How fresh is best for coffee?
How long after roasting does your coffee stay fresh?
One of the primary focal points of the speciality coffee industry is freshness and clarity of flavour and it's essential for the end-user to know the roast date of the coffee they are working with. After the roasting process coffee needs to degas by releasing CO2. This resting and degassing process can take days, even weeks and the best flavours tend not to be found within the first few days after the roast. There is a common misunderstanding that all coffee roasting businesses that are worth buying from will roast coffee to order. This can actually be more of a problem than a positive! Fresh roasted coffee beans are always the best thing to buy but this blog post will help you to understand a bit more about how fresh is best.
Brewing with fresh roasted coffee beans less than 5 days?
We roast coffee on a Loring S35 every week day and cup coffees on a regular basis. Our quality control cupping will often happen the day after, or perhaps two days from roasting. We know from experience that the perceived flavours within the coffee will not be at their best so soon after roasting.

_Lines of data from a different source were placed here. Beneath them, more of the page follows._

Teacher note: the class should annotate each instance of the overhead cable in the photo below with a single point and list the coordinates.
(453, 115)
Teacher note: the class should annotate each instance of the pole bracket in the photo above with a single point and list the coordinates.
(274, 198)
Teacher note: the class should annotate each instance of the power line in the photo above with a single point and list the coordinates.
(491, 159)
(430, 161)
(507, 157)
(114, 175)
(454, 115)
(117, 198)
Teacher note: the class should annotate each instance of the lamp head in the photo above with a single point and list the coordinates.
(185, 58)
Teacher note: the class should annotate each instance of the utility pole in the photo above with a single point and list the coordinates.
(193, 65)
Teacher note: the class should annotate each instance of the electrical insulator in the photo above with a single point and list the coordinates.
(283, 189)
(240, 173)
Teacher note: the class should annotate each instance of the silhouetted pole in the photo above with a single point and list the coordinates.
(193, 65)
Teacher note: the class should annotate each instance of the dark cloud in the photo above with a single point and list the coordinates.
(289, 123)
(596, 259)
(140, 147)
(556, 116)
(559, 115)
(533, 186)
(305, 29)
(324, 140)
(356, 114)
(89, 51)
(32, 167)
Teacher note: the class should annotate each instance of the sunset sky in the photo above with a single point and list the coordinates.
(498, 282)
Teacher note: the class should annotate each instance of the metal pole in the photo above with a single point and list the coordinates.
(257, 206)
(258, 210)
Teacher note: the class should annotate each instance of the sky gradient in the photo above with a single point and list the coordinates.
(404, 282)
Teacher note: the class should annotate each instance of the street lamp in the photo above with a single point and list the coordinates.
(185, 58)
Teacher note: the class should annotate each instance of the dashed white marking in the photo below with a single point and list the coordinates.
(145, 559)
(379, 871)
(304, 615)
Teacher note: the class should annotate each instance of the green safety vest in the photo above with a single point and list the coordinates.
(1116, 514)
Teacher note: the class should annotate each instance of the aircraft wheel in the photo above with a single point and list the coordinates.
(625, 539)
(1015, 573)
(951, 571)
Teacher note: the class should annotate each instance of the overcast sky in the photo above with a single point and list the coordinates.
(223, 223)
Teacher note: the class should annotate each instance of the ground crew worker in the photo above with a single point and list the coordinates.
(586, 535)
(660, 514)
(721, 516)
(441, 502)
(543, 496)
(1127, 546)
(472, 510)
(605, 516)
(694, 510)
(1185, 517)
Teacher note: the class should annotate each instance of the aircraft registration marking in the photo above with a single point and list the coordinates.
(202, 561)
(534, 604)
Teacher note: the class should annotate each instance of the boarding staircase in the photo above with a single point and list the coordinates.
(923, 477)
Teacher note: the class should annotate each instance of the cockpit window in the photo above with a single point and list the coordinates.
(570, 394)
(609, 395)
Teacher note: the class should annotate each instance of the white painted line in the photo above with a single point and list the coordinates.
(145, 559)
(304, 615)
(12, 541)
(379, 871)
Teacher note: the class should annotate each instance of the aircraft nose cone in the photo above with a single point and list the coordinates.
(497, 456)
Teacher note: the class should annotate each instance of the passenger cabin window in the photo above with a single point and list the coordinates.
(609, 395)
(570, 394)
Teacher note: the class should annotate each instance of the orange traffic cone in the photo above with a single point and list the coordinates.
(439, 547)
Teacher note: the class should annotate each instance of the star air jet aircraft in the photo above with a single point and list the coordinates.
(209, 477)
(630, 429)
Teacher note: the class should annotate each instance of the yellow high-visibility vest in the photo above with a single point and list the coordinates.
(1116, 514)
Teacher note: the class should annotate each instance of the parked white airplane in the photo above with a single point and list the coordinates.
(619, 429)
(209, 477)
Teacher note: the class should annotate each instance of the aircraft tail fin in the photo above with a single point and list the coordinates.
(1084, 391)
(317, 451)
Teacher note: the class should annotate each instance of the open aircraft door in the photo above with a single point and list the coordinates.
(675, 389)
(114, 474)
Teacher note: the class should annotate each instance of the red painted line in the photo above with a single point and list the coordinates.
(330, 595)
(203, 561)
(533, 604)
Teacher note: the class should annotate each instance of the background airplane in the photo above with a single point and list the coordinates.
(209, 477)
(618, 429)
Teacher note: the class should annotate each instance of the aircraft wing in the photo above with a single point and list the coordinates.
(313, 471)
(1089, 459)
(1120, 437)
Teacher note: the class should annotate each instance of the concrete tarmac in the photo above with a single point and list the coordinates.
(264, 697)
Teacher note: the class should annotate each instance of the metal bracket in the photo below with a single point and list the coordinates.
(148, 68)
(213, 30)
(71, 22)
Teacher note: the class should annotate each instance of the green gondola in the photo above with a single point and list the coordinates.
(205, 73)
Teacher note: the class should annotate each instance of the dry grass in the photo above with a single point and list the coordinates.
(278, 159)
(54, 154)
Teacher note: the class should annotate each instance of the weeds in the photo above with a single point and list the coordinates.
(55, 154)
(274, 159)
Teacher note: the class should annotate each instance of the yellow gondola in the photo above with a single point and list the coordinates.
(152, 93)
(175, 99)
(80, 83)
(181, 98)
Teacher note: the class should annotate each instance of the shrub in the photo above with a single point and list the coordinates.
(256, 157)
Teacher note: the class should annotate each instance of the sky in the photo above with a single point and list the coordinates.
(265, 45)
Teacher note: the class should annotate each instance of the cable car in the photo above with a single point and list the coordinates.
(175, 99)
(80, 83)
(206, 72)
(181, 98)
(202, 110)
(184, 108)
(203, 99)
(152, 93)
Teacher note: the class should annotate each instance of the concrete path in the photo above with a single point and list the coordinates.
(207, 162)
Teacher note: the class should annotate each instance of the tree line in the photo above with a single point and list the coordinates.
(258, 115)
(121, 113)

I've found that flavours tend to open up after about 5 days from the roast date and are at their best for a good 1 to 3 weeks from roasting.
If you can't wait then don't worry too much and just go ahead with brewing! However, we'd always recommend waiting a good 5 to 7 days before brewing any of our coffee.
I've been testing some coffees at home with longer rest dates using a Mahlkonig Vario and Aeropress and I'm still getting fantastic flavour character from some of our coffees at 5 weeks from roasting! Some of the bright front end acidity has become muted but the sweetness and intense fruit character is still very evident. As long as the coffee is stored properly in a sealed container (not in the fridge) in a cool dark place in whole bean form our single origins should continue to taste great for at least 4 weeks from the roast date.
What about brewing coffee for espresso?
Resting for espresso is even more important than for other brew methods. If used to soon the degassing during the espresso extraction process can cause issues including channelling and will always be more difficult for the barista to work with. If we need to test coffees at the roastery on our La Marzocco we try to wait for a minimum of 5 to 7 days but this is still too soon. At our shop, Bond St Coffee, we aim for a resting time of 12-14 days as this always gives better clarity of flavour.
Things to consider when looking for fresh roasted coffee beans:
Don't worry too much about buying coffee roasted to order. It's often better to buy coffee with a roast date on the bag but from a roaster that lets the coffee rest a bit. This means you might actually receive your coffee in the post rested a few days and ready to start drinking right away! Just make sure you always buy fresh roasted coffee in a bag with the roasting date.
We hope you've found this blog post useful. If possible always try to rest the coffee you purchase for a good 5 days from the roast date and don't worry too much about stocking up on 3 to 4 weeks worth of coffee! Just make sure you always grind fresh and store the whole beans in a cool dark place in a sealed container and please don't put them in the fridge.